Raven

Chronicles

Wealth, Economy & Madness

Selections From The Family Photograph Album

by Howard Winn

When I was a child, my father took me on many Sunday mornings not to church but to the New York Central Railroad Station to watch trains storm through or stop. We stood together on a crosswalk above heat and cinders, sometimes caught in the higher eddies of fading steam, and we shared Good and Plenty, licorice flavored candy at five cents a box bought at the newsstand inside. Although I have not thought of these moments in a long time, they have meaning.

I have walked through a Dublin mist with my wife and children, and into fields behind our house in Limerick, watching great gray clouds boil over flying laundry clipped to the lines of back gardens. From a room under gabled eaves in Donegal, I have heard singing and vomiting in the closing-time streets below. My wife and I have watched the flooding Seine cover the pavement of streets following the river, reaching up to bridge arches that only the smallest of boats can clear. We have driven the winding rising roads to the hill top of Venasque, looking out over valleys of lavender. We have stood in a whipping Mediterranean wind on the southern coast of France when the sun flashed between vaporous sky and rain bursts like bullets. The Amstel has flowed for us into the sea and Amsterdam has called us to sit beside a canal, flowers in wreaths falling down its sides toward the water, contemplating the houses from which merchants went to plunder the world. Portraits have looked down on us from ancient walls in Haarlem. We have paid our pounds in London to see theatre and watched the changing of the guard with other Americans and walked the parks, clean and swept, where ducks waddle for crumbs.

With the exception of my father during the Great War, my parents never left the Hudson Valley, not even for my wedding, staying insular where they were born and will die. Is it comfort or fear that holds them to the hearth?

At eight, my daughter skips rope expertly on her toes in my father's living room, having learned lately the game's timing. She leaps just before the ankle tangling sweep of rope swishes below her soles, saying, “I can do something you can't do,” to my father at eighty-one. Challenged, he says, “I can do something you can't do.” Head down upon the oriental rug, hands complete the triangle as legs erect upwards; soles toward the heaven of his home's ceiling, he does it.

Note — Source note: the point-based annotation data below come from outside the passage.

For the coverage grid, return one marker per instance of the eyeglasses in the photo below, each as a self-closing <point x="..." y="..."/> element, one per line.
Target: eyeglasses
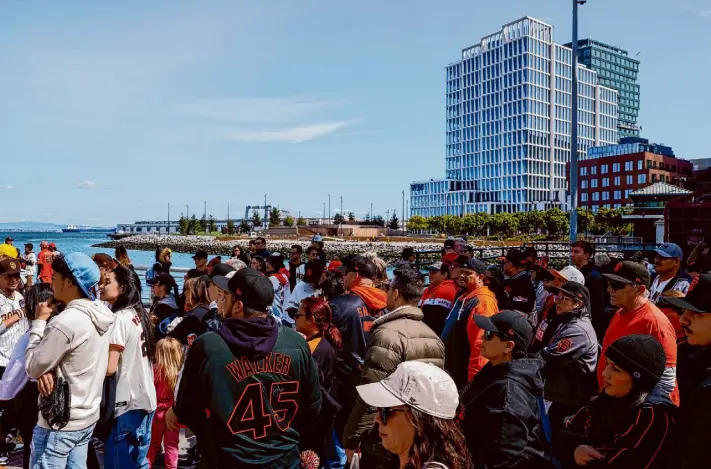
<point x="385" y="411"/>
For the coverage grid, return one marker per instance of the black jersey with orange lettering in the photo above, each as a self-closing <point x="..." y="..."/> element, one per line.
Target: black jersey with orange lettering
<point x="246" y="390"/>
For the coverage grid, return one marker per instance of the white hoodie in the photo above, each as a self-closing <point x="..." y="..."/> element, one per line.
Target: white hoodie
<point x="76" y="342"/>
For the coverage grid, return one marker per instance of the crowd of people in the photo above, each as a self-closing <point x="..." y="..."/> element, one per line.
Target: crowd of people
<point x="296" y="362"/>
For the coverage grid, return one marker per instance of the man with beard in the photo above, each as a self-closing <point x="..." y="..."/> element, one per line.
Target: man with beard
<point x="694" y="374"/>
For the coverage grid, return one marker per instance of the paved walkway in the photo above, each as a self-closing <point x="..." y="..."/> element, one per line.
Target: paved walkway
<point x="185" y="444"/>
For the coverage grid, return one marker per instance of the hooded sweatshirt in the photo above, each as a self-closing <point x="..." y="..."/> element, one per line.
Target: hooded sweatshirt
<point x="75" y="344"/>
<point x="260" y="385"/>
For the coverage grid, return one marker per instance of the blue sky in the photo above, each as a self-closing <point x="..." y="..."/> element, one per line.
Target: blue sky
<point x="111" y="110"/>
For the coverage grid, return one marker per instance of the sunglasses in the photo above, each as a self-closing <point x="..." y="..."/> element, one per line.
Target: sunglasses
<point x="384" y="412"/>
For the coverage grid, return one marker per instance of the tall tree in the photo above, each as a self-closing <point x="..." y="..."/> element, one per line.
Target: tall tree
<point x="274" y="217"/>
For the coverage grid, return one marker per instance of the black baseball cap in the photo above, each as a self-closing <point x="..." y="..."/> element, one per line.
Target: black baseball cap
<point x="221" y="269"/>
<point x="9" y="267"/>
<point x="698" y="299"/>
<point x="510" y="325"/>
<point x="252" y="288"/>
<point x="201" y="254"/>
<point x="630" y="272"/>
<point x="516" y="257"/>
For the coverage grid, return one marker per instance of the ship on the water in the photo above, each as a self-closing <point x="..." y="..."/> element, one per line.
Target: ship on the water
<point x="86" y="229"/>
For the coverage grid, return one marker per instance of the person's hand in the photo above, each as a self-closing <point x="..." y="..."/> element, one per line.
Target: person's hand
<point x="171" y="420"/>
<point x="43" y="311"/>
<point x="45" y="384"/>
<point x="584" y="454"/>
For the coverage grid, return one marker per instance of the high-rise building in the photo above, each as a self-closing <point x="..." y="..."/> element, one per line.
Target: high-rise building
<point x="508" y="113"/>
<point x="617" y="70"/>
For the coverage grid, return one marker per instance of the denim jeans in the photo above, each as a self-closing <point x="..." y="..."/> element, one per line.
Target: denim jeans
<point x="57" y="449"/>
<point x="129" y="440"/>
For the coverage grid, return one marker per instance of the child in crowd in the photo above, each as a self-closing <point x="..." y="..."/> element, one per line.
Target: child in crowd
<point x="168" y="361"/>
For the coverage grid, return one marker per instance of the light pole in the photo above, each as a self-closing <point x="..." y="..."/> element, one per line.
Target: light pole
<point x="574" y="130"/>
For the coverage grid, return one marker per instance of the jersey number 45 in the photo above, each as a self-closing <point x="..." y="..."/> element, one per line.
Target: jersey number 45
<point x="254" y="414"/>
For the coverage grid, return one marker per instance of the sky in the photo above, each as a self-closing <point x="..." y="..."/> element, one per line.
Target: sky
<point x="110" y="111"/>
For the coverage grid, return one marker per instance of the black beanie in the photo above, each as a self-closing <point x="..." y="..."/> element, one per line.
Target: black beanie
<point x="642" y="356"/>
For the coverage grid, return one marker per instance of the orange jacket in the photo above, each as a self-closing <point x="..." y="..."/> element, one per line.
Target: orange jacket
<point x="487" y="307"/>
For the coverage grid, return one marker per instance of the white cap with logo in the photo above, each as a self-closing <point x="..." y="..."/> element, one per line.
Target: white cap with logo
<point x="419" y="385"/>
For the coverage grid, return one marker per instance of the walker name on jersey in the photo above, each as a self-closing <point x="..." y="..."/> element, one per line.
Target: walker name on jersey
<point x="277" y="363"/>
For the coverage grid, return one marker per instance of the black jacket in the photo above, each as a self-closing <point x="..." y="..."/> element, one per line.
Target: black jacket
<point x="629" y="436"/>
<point x="694" y="428"/>
<point x="571" y="360"/>
<point x="500" y="416"/>
<point x="599" y="299"/>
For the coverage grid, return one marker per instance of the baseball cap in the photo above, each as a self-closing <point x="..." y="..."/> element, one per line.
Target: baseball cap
<point x="252" y="288"/>
<point x="420" y="385"/>
<point x="670" y="250"/>
<point x="221" y="269"/>
<point x="568" y="273"/>
<point x="516" y="257"/>
<point x="629" y="272"/>
<point x="9" y="267"/>
<point x="511" y="325"/>
<point x="697" y="298"/>
<point x="200" y="254"/>
<point x="361" y="265"/>
<point x="85" y="272"/>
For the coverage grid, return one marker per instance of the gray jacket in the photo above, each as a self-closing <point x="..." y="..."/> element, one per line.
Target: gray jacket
<point x="571" y="360"/>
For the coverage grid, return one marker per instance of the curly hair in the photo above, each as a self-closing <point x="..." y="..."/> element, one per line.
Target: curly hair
<point x="437" y="440"/>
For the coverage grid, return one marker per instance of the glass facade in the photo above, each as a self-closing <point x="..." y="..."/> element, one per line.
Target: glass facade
<point x="616" y="70"/>
<point x="508" y="114"/>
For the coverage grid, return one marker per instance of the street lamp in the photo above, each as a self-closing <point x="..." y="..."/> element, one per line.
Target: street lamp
<point x="574" y="130"/>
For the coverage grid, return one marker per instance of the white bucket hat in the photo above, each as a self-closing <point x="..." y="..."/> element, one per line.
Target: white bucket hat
<point x="419" y="385"/>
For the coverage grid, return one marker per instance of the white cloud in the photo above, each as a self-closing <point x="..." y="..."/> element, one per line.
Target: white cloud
<point x="302" y="133"/>
<point x="86" y="185"/>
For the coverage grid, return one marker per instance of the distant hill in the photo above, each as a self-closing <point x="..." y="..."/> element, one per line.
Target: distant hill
<point x="29" y="226"/>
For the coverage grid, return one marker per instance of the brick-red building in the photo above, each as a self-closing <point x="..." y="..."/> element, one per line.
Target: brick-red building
<point x="607" y="180"/>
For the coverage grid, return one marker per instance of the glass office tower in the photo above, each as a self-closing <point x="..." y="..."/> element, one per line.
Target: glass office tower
<point x="616" y="70"/>
<point x="508" y="112"/>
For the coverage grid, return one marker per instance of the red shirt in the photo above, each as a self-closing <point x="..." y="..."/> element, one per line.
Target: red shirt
<point x="645" y="320"/>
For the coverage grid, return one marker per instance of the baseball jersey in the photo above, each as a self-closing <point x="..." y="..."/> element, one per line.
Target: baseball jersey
<point x="134" y="377"/>
<point x="10" y="336"/>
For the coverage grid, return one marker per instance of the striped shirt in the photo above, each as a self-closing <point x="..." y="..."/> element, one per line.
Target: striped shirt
<point x="9" y="336"/>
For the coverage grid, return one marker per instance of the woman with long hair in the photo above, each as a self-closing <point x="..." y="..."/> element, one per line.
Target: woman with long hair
<point x="313" y="320"/>
<point x="417" y="407"/>
<point x="628" y="425"/>
<point x="168" y="361"/>
<point x="121" y="255"/>
<point x="197" y="304"/>
<point x="130" y="351"/>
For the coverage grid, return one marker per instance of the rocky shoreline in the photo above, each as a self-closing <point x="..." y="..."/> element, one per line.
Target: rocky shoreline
<point x="389" y="251"/>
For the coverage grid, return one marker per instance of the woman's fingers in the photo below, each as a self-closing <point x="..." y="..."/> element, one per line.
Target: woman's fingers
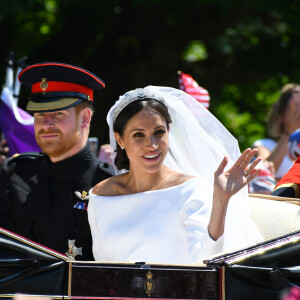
<point x="246" y="161"/>
<point x="222" y="166"/>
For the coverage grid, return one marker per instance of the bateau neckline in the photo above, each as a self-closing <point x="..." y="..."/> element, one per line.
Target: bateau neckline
<point x="148" y="192"/>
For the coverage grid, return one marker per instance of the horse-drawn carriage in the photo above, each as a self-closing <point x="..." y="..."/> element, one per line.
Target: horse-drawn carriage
<point x="259" y="272"/>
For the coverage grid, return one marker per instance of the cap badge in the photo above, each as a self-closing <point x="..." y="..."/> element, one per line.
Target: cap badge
<point x="44" y="84"/>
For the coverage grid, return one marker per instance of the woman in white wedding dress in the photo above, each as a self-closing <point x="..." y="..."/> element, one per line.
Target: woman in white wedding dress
<point x="174" y="200"/>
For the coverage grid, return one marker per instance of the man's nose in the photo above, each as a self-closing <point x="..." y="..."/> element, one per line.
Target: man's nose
<point x="48" y="121"/>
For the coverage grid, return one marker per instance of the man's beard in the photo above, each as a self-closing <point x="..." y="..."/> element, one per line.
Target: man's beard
<point x="61" y="145"/>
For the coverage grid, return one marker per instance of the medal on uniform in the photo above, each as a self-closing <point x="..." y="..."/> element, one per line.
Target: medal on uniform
<point x="73" y="250"/>
<point x="83" y="197"/>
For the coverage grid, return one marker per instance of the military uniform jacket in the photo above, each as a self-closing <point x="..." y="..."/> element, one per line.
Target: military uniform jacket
<point x="47" y="202"/>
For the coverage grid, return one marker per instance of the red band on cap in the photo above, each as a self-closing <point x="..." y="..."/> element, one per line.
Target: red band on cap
<point x="58" y="86"/>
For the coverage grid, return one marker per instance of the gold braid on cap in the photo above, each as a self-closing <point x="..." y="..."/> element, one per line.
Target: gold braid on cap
<point x="134" y="95"/>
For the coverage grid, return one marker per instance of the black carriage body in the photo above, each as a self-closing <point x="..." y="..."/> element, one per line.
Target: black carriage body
<point x="260" y="272"/>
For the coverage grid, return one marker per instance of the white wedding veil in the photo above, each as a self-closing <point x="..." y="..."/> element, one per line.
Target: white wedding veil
<point x="198" y="142"/>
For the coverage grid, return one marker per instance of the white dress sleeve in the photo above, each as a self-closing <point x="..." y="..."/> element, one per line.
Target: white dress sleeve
<point x="196" y="211"/>
<point x="97" y="249"/>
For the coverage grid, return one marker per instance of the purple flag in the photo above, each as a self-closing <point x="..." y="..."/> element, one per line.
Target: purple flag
<point x="16" y="125"/>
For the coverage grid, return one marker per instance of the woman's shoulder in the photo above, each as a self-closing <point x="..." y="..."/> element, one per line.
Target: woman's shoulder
<point x="267" y="143"/>
<point x="179" y="178"/>
<point x="110" y="187"/>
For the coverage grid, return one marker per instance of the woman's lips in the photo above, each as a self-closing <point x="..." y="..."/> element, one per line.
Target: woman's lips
<point x="152" y="157"/>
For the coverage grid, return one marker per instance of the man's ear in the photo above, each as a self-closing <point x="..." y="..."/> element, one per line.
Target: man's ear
<point x="119" y="139"/>
<point x="86" y="117"/>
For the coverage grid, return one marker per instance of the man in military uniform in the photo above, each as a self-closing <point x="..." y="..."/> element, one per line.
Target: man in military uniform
<point x="44" y="196"/>
<point x="289" y="184"/>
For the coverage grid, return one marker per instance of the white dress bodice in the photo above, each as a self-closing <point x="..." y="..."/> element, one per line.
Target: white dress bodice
<point x="161" y="226"/>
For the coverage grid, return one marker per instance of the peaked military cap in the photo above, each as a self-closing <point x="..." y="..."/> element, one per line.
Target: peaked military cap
<point x="57" y="86"/>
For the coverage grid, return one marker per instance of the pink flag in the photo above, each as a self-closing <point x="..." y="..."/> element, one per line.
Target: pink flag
<point x="191" y="87"/>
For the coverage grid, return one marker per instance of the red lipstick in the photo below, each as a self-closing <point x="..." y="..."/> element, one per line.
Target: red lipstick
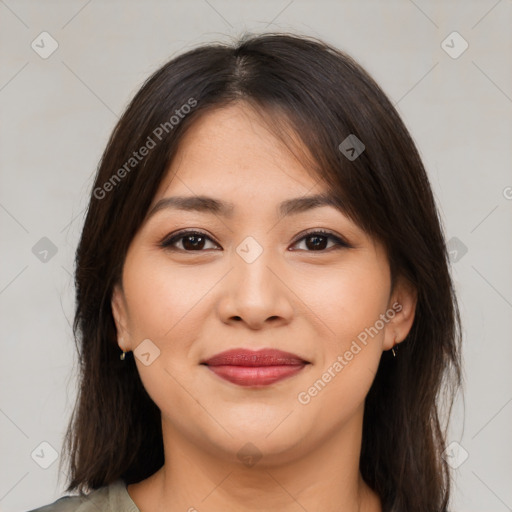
<point x="255" y="368"/>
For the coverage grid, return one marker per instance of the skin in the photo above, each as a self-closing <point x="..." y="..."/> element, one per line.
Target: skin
<point x="314" y="303"/>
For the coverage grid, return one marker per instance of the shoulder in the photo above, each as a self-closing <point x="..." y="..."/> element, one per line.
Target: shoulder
<point x="110" y="498"/>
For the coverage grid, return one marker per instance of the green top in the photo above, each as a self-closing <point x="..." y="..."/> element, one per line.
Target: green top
<point x="109" y="498"/>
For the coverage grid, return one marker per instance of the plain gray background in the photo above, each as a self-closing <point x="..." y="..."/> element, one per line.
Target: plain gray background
<point x="57" y="113"/>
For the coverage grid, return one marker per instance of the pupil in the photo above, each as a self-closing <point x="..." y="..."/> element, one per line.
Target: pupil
<point x="187" y="244"/>
<point x="316" y="244"/>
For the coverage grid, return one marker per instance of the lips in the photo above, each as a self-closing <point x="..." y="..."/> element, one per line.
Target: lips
<point x="255" y="368"/>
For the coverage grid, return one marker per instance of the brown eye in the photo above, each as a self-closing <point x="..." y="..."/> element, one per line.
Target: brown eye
<point x="190" y="241"/>
<point x="317" y="241"/>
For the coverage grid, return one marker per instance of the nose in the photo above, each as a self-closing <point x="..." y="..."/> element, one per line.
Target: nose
<point x="256" y="293"/>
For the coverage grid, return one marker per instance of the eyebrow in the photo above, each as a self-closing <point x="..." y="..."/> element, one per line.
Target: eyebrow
<point x="206" y="204"/>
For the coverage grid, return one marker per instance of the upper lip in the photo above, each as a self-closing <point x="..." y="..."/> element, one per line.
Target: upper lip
<point x="245" y="357"/>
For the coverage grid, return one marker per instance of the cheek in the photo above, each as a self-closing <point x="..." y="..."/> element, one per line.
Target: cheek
<point x="347" y="300"/>
<point x="162" y="299"/>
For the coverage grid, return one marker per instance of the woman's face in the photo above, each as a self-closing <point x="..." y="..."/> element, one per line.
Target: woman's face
<point x="254" y="280"/>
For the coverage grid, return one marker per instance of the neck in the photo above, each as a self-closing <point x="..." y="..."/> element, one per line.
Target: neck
<point x="326" y="477"/>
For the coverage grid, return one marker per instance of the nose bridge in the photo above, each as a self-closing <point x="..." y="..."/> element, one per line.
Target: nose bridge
<point x="255" y="291"/>
<point x="252" y="261"/>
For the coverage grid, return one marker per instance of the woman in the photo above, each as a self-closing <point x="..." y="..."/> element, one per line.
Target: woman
<point x="260" y="239"/>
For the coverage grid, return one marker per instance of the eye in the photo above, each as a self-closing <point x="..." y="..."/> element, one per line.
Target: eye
<point x="190" y="240"/>
<point x="315" y="241"/>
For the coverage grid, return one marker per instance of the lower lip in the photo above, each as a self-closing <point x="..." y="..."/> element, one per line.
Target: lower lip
<point x="256" y="375"/>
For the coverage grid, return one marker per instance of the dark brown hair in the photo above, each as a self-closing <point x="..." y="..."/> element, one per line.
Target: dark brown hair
<point x="322" y="96"/>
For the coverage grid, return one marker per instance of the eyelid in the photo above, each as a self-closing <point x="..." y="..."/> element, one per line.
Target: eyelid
<point x="340" y="242"/>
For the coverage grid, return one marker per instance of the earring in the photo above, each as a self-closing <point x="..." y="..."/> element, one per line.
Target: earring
<point x="394" y="348"/>
<point x="123" y="355"/>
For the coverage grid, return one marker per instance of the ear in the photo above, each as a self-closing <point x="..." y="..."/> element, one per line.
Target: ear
<point x="403" y="304"/>
<point x="120" y="314"/>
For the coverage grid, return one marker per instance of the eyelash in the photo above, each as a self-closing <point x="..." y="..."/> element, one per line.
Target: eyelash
<point x="168" y="242"/>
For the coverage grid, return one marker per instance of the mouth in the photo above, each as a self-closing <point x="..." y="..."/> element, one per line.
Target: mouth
<point x="255" y="368"/>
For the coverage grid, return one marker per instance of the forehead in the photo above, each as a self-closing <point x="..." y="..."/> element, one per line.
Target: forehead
<point x="233" y="148"/>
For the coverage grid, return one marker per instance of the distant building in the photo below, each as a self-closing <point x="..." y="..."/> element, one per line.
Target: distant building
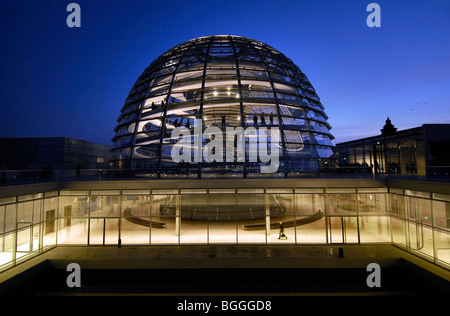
<point x="423" y="150"/>
<point x="50" y="156"/>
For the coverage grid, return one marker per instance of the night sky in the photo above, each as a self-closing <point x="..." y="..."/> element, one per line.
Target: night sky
<point x="72" y="82"/>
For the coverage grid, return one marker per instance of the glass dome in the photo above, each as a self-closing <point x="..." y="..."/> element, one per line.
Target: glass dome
<point x="224" y="82"/>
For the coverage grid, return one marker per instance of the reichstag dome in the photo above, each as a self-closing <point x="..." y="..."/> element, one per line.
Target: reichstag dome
<point x="222" y="82"/>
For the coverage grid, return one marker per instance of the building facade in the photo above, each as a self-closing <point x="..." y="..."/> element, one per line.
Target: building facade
<point x="423" y="150"/>
<point x="43" y="157"/>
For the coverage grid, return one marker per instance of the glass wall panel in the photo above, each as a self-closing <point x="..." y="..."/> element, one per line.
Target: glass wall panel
<point x="72" y="231"/>
<point x="96" y="226"/>
<point x="442" y="244"/>
<point x="163" y="216"/>
<point x="399" y="227"/>
<point x="36" y="242"/>
<point x="282" y="212"/>
<point x="73" y="220"/>
<point x="8" y="217"/>
<point x="351" y="233"/>
<point x="111" y="231"/>
<point x="371" y="203"/>
<point x="104" y="206"/>
<point x="310" y="219"/>
<point x="194" y="220"/>
<point x="335" y="230"/>
<point x="342" y="204"/>
<point x="441" y="214"/>
<point x="48" y="216"/>
<point x="251" y="218"/>
<point x="23" y="243"/>
<point x="222" y="219"/>
<point x="7" y="248"/>
<point x="374" y="229"/>
<point x="135" y="221"/>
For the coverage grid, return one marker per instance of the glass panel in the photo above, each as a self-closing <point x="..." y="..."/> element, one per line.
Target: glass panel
<point x="398" y="231"/>
<point x="374" y="229"/>
<point x="104" y="206"/>
<point x="163" y="212"/>
<point x="72" y="231"/>
<point x="222" y="218"/>
<point x="342" y="204"/>
<point x="282" y="217"/>
<point x="135" y="226"/>
<point x="309" y="214"/>
<point x="251" y="218"/>
<point x="351" y="229"/>
<point x="194" y="223"/>
<point x="441" y="214"/>
<point x="442" y="244"/>
<point x="36" y="237"/>
<point x="372" y="203"/>
<point x="24" y="240"/>
<point x="96" y="231"/>
<point x="6" y="248"/>
<point x="335" y="230"/>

At eighty-three, my mother said she wished to read Plato or Aristotle at last. She had always meant to, she said, but she had been so very busy. “I know St. Paul well,” she said, “although it would be instructive to know something of the classics, too; but my eyes tire easily and maybe it isn't necessary by now, or isn't something I will use.” It appears, however, at eighty-three that just one history is not enough.

My mother at eighty-five did not expect to live this long. Her mother died, imprisoned in the self by strokes of inner lightning, leaving her shell shriveled in the chair placed by northern light. Only eyes moved. Immobile in the bedroom, she never left it alive. My mother marvels at the miracle of being at breakfast before a bittersweet half-grapefruit in the eighty-sixth year, at swallowing hot tea and ordinary toast, at talking by telephone to a great-grandson in far away Texas.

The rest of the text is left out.